Since her arrival at Georgetown, Wallington has had four HPV studies funded by federal and advocacy organizations. Grants include a National Institutes of Health (NIH)/National Cancer Institute (NCI) Career Award, Junior Investigator Award from the Robert Wood Johnson Foundation, American Cancer Society Young Investigator Award, and the D.C. Cancer Consortium Community Award.
Wallington’s recent award from the NIH/NCI funds a five-year study designed to increase knowledge awareness about HPV and the HPV vaccine among black mothers, assess the factors associated with mothers’ acceptability or non-acceptability of the HPV vaccine for their daughters, and foster improved informed decision-making.
Testing intervention with randomization
The only way to effectively accomplish these proposed goals, she believes, is to conduct a randomized controlled trial, considered to be the “gold standard” for intervention studies. The study will target black mothers who have daughters between the ages of 9 and 17 not vaccinated against HPV. The mothers will be randomized into either an education intervention or a control group (usual information). The education intervention group consists of four face-to-face HPV educational sessions supplemented with culturally tailored HPV materials adapted from two CDC-tested HPV educational tools. The control group will receive the standard educational material (i.e. flyers, brochures) now available from the CDC.
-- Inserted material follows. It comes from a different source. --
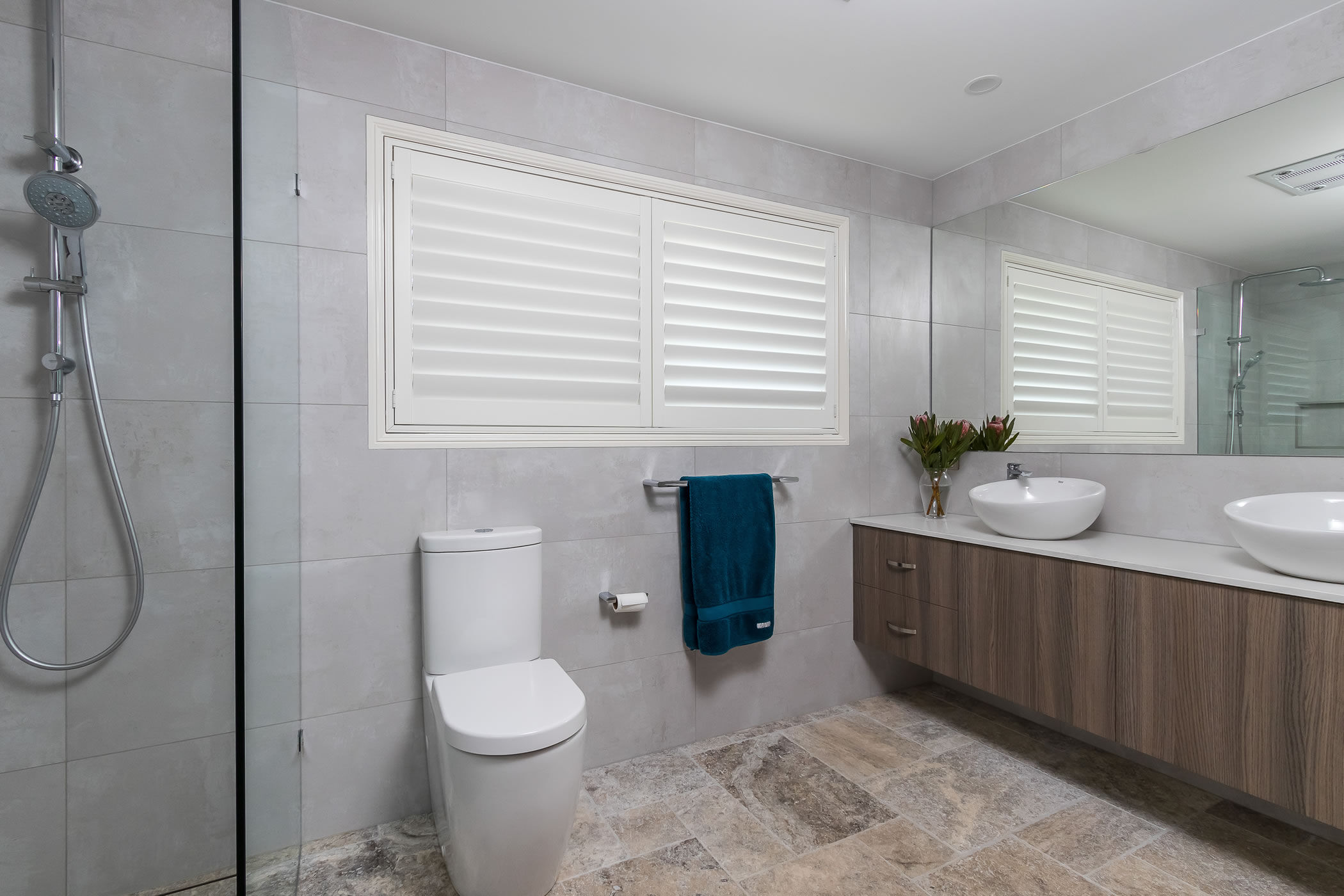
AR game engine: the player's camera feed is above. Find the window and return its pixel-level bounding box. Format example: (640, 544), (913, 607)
(368, 117), (848, 447)
(1002, 253), (1185, 445)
Wallington’s research, funded by the Robert Wood Johnson Foundation, is a collaboration with Lawrence O. Gostin, Georgetown University Law Center and the O’Neill Institute for National and Global Health Law, to examine HPV-related government mandates and their policy relevancy to whether or not girls are being vaccinated and how. In addition, the grants funded by American Cancer Society and the D.C. Cancer Consortium allow her to study the impact of cell phone text messages as an appropriate form of communication that would increase their understanding—and acceptance—of the HPV vaccine. The research also involves focus groups with black and Hispanic mother-and-daughter pairs, which has already uncovered a plethora of concerns: distrust of the health care system because of bad experience with health providers, literacy and language issues, and stark HPV knowledge gaps, such as belief among both mothers and daughters that HPV is the same thing as HIV, the virus that causes AIDS.
Wallington believes that her current research with adolescent girls also helps to pave the way for additional HPV research with adolescent males. “In all my work with parents and adolescent girls, they say, ‘What about the boys?’” Wallington says.
She now has plans to expand her research focus to better understand the HPV knowledge attitudes and behaviors among adolescent males.
This research will be particularly relevant following the recent CDC’s recommendation that boys be vaccinated against HPV. Wallington says vaccination of boys is critically needed to help prevent males from infecting their partners with HPV, which will have the added benefit of assisting with the declining cervical cancer rates and prevention of other cancers, she says.